Raúl Zurita at the School of Nursing: The Poetics of Healing

File 198 As part of the Poetics of Healing: Creative Investigations in Art, Medicine, and Somatic Practice, a series of events sponsored by The Poetry Center at San Francisco State University (curated by Eleni Stecopoulos and supported by the Creative Work Fund), Chilean poet Raúl Zurita, together with translator William Rowe, and trauma therapist Dr. Nuri Gene-Cos, read at UCSF, the busy medical school and teaching hospital high on Parnassus Heights, in San Francisco.

It was bizarre losing my way in the halls of the School of Nursing as I went searching for this lunchtime poetry reading, and that feeling of dislocation had me thinking about all the ways poetry’s place gets “fixed” within a system of social value -- a system ensured by hardened divisions of labor that keep the “culture work” of poetry at some remove from the body work of medicine.

Zurita at the Medical School defamiliarized poetry’s proper context, and dislodged it from its contained site. Indeed, the reading drew attention to the ways context often works to normalize, discipline, and neutralize poetry, if only by determining its proper venues. That afternoon, in the School of Nursing, poetry was suddenly framed by a medical profession that would otherwise seem to be uninterested in it. As commonsense goes, medicine heals the body's pain whereas poetry does little more than lend expressive voice to the suffering of the individual "soul" (personal expression, and the like). But if the experience of suffering is poetry’s reason for being, how can it be healed without poetry sacrificing itself?

So much for commonsense. The Poetics of Healing is successfully challenging such limited views of poetry's relation to bodies and pain. What if poetry were understood to do something more than merely express personal suffering? How might poetics and healing inform each other in ways that refuse to identify poetry with the pain of the individual who sings? These seem to be among the questions guiding this series of events.

Zurita read from his recent book INRI (Marick Press). It’s a long poem that does the seemingly impossible work of finding adequate language and form for the brutal events that resulted in “the disappeared” under Pinochet, and it does this work without recourse to the cathartic, and without the default poetics of the merely expressive. Here’s a page from the poem:

You can hear whole days sinking, strange sunny
mornings, unfinished love, goodbyes cut short
that sink into the sea. You can hear surprising
baits that rain with sunny days stuck to them,
loves cut short, goodbyes that not any more.
Baits are told of, that rain for fish in the sea.

The blue brilliant sea. You can hear shoals of fish
devouring baits stuck with words that not, days
and news that not, loves that not any more.

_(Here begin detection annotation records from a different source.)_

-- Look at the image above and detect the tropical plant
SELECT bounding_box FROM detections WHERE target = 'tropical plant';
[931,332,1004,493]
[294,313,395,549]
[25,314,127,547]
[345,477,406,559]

It is told of shoals of fish that leap, of whole
whirlwinds of fish that leap.

You can hear the sky. It is told that amazing
baits rain down with piece of sky stuck to then
upon the sea.

These fish will go on to become tombs for "strange baits," the strained phrasing of which pushes the poem outside the range of the normally voiced. Similarly, "not any more" slips in between impossible syntactic conventions, exceeding the nonsense of grammatical error to become part of the poem's sustained ideolect, exquisitely poised on the verge of failing to sound the sense of social catastrophe. Too bad the Marick Press volume is not bilingual, but Will Rowe's translations no doubt register the poem's difficulties.

Zurita’s reading was a remarkable event, and the ensuing discussion around issues of catastrophe and poetic form was unusual for its interdisciplinary tenor, combining a concern for the poem with a set of reflections on the trauma of our barely acknowledged complicity in social crises of every sort.